No— contesté con sinceridad.

Nunca creyó en mi inocencia de ese crimen. Se me fueron retirados los libros de las manos, se me ordenó que me mantuviera apartada de los intereses de la familia, había perdido la confianza de mi padre y mi posición en los negocios, pero se me seguía otorgando un sitio en la casa, en las cenas que congregaban a todos los Ruehl. Puso por delante de su rabia hacia mí, el aprecio que me había tenido mi madre adoptiva en los años difíciles de una enfermedad que la había llevado a una muerte temprana. Fueron dos los contadores que recibieron los libros en mi reemplazo, me saludaban con un asentimiento cada vez que cruzaban el pasillo principal para encerrarse en el despacho de mi padre. El hombre fue el primero en desaparecer, forzaron la cerradura de su apartamento para descubrirlo vacío cuando lo buscaron, lo persiguieron a la frontera y nunca la cruzó. La mujer se llenó las manos del dinero que le ofrecía mi padre, mientras él metía las suyas debajo de su ropa, fue un idilio entre amantes inteligentes que supieron separarse en buenos términos y el suicidio de ella fue solo un comentario al pasar en una cena. Fui citada al despacho una vez más, mi hermano como intermediario del mensaje, los libros en una pila ordenada sobre el escritorio.
 
Te necesito, Annie.

Esas serían las palabras con las que mi padre conseguiría que aceptara y me mantuviera en un sillón que siempre me había quedado grande, en el que no deseaba estar.
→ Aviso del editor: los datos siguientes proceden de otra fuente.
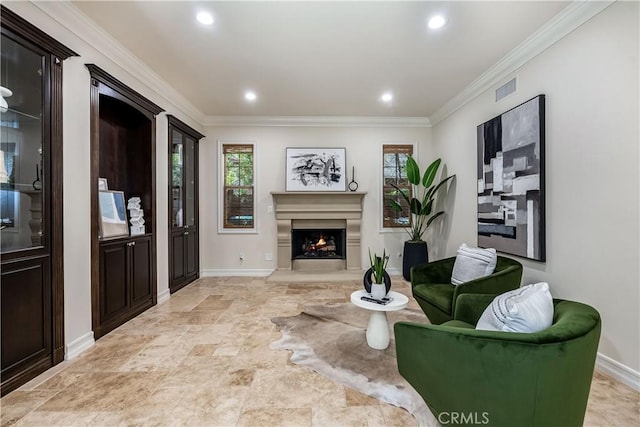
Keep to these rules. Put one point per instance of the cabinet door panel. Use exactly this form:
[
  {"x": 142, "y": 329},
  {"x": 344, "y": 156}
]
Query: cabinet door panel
[
  {"x": 26, "y": 312},
  {"x": 114, "y": 298},
  {"x": 177, "y": 256},
  {"x": 191, "y": 253},
  {"x": 141, "y": 271}
]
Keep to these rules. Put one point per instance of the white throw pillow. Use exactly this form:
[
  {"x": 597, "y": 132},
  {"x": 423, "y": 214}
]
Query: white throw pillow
[
  {"x": 472, "y": 263},
  {"x": 527, "y": 309}
]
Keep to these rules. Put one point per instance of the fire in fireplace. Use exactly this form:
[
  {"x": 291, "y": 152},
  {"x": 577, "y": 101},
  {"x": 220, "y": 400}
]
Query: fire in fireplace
[{"x": 318, "y": 244}]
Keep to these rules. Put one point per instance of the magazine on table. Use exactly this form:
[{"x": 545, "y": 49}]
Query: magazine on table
[{"x": 383, "y": 301}]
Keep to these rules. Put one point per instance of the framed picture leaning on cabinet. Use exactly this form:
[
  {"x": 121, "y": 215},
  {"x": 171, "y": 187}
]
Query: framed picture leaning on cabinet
[{"x": 113, "y": 214}]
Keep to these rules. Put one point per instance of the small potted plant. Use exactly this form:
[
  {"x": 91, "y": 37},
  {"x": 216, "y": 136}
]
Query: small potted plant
[{"x": 376, "y": 280}]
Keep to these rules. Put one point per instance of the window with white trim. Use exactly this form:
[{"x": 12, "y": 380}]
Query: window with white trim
[
  {"x": 394, "y": 171},
  {"x": 238, "y": 186}
]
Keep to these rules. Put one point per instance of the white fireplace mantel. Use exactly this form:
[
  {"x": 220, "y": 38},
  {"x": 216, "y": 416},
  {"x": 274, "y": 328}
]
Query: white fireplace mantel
[{"x": 317, "y": 210}]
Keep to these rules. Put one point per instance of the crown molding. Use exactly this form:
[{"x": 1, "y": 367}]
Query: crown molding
[
  {"x": 77, "y": 23},
  {"x": 316, "y": 121},
  {"x": 570, "y": 18}
]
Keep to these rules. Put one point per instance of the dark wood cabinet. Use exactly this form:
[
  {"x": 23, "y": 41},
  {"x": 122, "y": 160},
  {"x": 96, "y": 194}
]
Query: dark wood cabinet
[
  {"x": 123, "y": 154},
  {"x": 31, "y": 241},
  {"x": 126, "y": 276},
  {"x": 184, "y": 265}
]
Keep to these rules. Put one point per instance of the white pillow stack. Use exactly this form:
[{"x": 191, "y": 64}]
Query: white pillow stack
[
  {"x": 527, "y": 309},
  {"x": 472, "y": 263}
]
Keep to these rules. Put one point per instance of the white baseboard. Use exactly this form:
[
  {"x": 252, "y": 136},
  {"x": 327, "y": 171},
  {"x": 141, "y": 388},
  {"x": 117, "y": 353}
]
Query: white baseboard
[
  {"x": 77, "y": 346},
  {"x": 393, "y": 272},
  {"x": 618, "y": 371},
  {"x": 241, "y": 273},
  {"x": 164, "y": 296}
]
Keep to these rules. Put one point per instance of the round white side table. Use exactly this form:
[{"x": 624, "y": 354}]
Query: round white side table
[{"x": 378, "y": 328}]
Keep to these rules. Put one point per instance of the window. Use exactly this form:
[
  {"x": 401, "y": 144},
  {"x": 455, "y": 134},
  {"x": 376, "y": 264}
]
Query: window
[
  {"x": 238, "y": 186},
  {"x": 394, "y": 163}
]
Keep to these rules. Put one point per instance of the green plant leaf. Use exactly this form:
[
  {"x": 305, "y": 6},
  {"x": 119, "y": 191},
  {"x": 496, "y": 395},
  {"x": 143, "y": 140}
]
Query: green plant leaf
[
  {"x": 416, "y": 206},
  {"x": 430, "y": 173},
  {"x": 413, "y": 171},
  {"x": 426, "y": 208}
]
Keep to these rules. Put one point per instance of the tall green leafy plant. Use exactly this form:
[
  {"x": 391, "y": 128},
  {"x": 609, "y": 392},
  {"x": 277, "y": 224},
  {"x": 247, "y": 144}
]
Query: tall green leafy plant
[
  {"x": 378, "y": 265},
  {"x": 421, "y": 204}
]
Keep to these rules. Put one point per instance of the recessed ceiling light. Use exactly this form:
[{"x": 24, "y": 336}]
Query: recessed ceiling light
[
  {"x": 386, "y": 97},
  {"x": 205, "y": 18},
  {"x": 437, "y": 21}
]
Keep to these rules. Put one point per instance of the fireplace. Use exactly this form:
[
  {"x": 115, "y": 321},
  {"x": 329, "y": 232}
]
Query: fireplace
[
  {"x": 318, "y": 244},
  {"x": 336, "y": 214}
]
Lo hacía porque me daba más miedo que otra persona lo ocupara y lo que se decidiera sobre todos los nombres de almas malditas enlistados en los registros, mi padre había sabido bien qué decir:

Eres la única que tiene el carácter para colocarse entre mi furia y la víctima, pidiendo por ella. Si fuera por mí, le dispararía sin más.

Y creyendo en esto, seguí firmando sentencias con mi nombre, seguí dando anuncios de condenas con mi rostro impávido, seguí recibiendo insultos en cada lugar que pisaba al decir que venía en representación de la familia Ruehl. Esta es tu falta, este será tu castigo. Seguí interponiéndome entre la bala y la víctima, dando un paso al costado cada vez que el final fue inevitable, sentía el roce de la bala al hacer su trayecto hacia la frente de la víctima arrodillada.    

* * *

No— le hablo a mi padre desde la sombra de un rincón de este recuerdo,— no tenía por qué pararme en medio de tu furia, no tenía por qué tolerarlo pensando que eso ayudaría a alguien. Me odiaban, odiaban mi cara, odiaban mi nombre— murmuro con cada paso que hago hacia su escritorio, frente al cual sigue parada Annie y me coloco a su lado. Ella tiene toda su rabia reprimida en un puño tenso contra su cuerpo, yo alzo mi mano para apuntarlo con mi dedo índice, guardo los otros contra mi palma y lo imagino un arma. —Te hubiera disparado sin más— susurro. Una bala cuando yo seguía entera, antes de que su furia me hiciera su última víctima. Mi mano cae inerte contra mi muslo, mis dedos rozando aire, sus ojos mirándome sin verme. —Estás muerto, yo sobreviví.